Por trás das palavras, uma
tensão latente entre os povos de montanha latinos, africanos e
asiáticos e os montanheses europeus (norte américa nem de leve
passou por aqui). O questionamento da globalização como uma nova
roupa para a tradição colonizadora e a
reafirmação da tradição
milenar e identidade dos povos das montanhas.
Ontem a noite,
no pequeno jantar ao ar livre apos as atividades do dia, os
bolivianos começaram a tocar e dançar... a eles logo nos juntamos os
brasileiros, italianos, equatorianos, colombianos... mais um
pouquinho e se aproximaram os indianos com um tamborzinho e em pouco
tempo o jardim se havia transformado em um lugar de magia e energia,
todas as danças, todas as línguas... palmas, mãos e pés.
Para
mim, o encontro começou naquele momento com a certeza de que não
importa raça, cultura, país... somos todos gente, é aí donde nos
reconhecemos, fortalecemos e crescemos.
São esses momentos de
encontro, como é o nosso encontro brasileiro, que me fazem acreditar
num mundo melhor, mais solidário e mais humano.
Um grande
abraço,
Isabel
* O Encontro e as gentes
*
Irmãos das Montanhas,
Depois de dias intensos
no Equador... aproveito o momento para contar-lhes um pouco mais
sobre o encontro de Quito:
O "2º Encontro Mundial de
Populações de Montanhas" foi organizado pela Associação Mundial de
Populações de Montanhas (APMM) que nasceu na França, no ano passado,
onde se realizou o "Primeiro Encontro Mundial de Populações de
Montanhas". A APMM nasceu com o objetivo de ressaltar, na
execução do capítulo XIII da Agenda 21, a importância das pessoas
que vivem nas montanhas para a conservação desses
ecossistemas. Ou seja, considera que as montanhas são mais que
ecossistemas frágeis, são lugares onde vive gente.
O Encontro
em Quito tinha a função de legitimar a APMM tornando-a cada vez mais
inclusiva com relação aos povos de montanha. Os organizadores
do encontro tiveram muito trabalho para reunir tanta gente... e,
para mim, aí estava um pequeno espelho do mundo e do grande desafio
que é conseguir um diálogo universal.
Fiquei muito
impressionada com a força e organização dos indígenas
latino-americanos. A delegação Boliviana distribuiu folhas de
coca na plenária... explicando: "Se mazca en momentos especiales,
espirituales o para facilitar la comunicación entre las
personas. Momentos como ese."
Me impressionaram também
as dificuldades pelas quais passa esse lindo povo: as delegadas
bolivianas ressaltaram os problemas de falta de água "nos dicen
sucias a las índias pero la verdad es que no tenemos água para
bañarnos". Os indígenas da bolívia lutam pela posse e direito de
gestão do "Qullasuyu", território original de seus antepassados...

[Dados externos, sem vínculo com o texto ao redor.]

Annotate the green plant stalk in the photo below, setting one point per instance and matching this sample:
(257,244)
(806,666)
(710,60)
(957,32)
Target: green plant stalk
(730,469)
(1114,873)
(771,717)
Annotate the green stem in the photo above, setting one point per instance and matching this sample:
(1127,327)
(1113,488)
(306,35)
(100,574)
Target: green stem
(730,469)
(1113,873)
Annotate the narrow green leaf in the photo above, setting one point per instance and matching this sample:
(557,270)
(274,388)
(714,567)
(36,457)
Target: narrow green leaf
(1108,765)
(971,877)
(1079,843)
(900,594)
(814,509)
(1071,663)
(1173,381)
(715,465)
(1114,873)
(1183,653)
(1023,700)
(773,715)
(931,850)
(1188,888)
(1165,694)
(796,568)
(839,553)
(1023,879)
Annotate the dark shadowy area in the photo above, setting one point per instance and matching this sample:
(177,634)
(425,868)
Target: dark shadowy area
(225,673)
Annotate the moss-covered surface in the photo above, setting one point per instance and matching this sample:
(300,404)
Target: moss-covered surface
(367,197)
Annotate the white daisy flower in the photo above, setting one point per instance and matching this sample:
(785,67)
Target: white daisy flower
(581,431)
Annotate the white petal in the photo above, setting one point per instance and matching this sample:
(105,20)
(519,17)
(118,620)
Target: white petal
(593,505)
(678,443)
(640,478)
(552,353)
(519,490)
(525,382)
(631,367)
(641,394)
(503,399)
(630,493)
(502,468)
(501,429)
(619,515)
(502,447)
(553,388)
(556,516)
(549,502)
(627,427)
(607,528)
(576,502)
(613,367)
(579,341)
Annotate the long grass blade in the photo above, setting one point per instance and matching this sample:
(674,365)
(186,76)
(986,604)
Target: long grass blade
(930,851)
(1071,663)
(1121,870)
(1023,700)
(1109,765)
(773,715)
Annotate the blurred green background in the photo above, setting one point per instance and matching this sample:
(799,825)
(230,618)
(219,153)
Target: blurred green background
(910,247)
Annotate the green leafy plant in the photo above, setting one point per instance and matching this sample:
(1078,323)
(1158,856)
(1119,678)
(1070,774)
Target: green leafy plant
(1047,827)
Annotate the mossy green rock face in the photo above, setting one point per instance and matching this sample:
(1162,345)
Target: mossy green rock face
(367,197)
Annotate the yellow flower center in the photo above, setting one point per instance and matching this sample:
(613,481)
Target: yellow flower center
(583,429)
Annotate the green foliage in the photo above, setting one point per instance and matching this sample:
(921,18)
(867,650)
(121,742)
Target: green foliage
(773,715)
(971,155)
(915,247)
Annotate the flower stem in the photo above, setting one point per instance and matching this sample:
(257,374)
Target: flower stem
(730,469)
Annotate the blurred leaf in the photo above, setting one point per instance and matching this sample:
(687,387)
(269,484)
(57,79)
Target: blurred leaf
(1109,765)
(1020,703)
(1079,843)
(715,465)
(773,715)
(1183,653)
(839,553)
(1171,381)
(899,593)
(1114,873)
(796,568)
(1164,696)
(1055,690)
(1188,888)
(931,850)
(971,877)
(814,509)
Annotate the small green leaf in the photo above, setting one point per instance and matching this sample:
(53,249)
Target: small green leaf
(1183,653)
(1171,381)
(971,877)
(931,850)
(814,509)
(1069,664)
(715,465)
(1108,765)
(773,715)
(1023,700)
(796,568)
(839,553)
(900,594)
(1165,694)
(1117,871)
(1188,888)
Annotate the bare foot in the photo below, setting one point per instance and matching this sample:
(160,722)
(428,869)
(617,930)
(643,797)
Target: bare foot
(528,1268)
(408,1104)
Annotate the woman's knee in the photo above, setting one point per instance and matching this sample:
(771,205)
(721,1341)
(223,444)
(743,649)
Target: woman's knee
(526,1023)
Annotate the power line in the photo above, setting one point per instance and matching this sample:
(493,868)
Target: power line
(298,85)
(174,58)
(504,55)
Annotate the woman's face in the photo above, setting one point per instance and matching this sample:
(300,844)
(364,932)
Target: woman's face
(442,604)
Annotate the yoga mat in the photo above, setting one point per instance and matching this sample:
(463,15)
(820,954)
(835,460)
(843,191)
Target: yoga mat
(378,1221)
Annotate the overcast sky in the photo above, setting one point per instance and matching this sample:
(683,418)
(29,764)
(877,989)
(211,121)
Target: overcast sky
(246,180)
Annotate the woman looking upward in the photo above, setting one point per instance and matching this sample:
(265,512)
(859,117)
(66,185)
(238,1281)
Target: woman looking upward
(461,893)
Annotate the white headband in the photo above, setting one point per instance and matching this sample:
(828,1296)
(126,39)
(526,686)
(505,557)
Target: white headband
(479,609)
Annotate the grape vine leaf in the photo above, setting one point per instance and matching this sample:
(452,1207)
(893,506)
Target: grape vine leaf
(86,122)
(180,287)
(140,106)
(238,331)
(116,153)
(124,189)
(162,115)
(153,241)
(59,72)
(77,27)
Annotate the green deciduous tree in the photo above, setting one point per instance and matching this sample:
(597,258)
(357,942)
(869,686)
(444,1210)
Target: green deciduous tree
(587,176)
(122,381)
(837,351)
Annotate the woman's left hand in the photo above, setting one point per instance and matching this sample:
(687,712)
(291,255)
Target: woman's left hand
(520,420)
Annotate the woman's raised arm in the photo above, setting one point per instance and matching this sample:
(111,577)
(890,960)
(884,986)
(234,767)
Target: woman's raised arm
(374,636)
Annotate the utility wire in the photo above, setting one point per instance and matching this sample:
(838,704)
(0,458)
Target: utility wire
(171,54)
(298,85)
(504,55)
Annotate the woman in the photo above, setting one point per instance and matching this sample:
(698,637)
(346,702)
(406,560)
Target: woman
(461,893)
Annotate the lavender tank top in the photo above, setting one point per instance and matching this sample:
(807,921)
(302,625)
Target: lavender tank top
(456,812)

hoje também chamado Bolívia.
Os delegados colombianos
denunciaram a fumigação de plantações de coca que "no solamente
matan al ser humano pero a toda una vida". Segundo eles "el
futuro para los indígenas es mantener nuestra madre naturaleza
sana". E o delegado do Perú, que falava em quechua...
transparecia em suas falas o que é realmente estar conectado à
natureza... la "Pachamama".
O rei africano que estava
presente representando seu país me enterneceu ao solicitar ajuda
para cercar as florestas do lugar onde vive... só queria
cuidá-las.
Já os hindus mostraram uma sabedoria serena...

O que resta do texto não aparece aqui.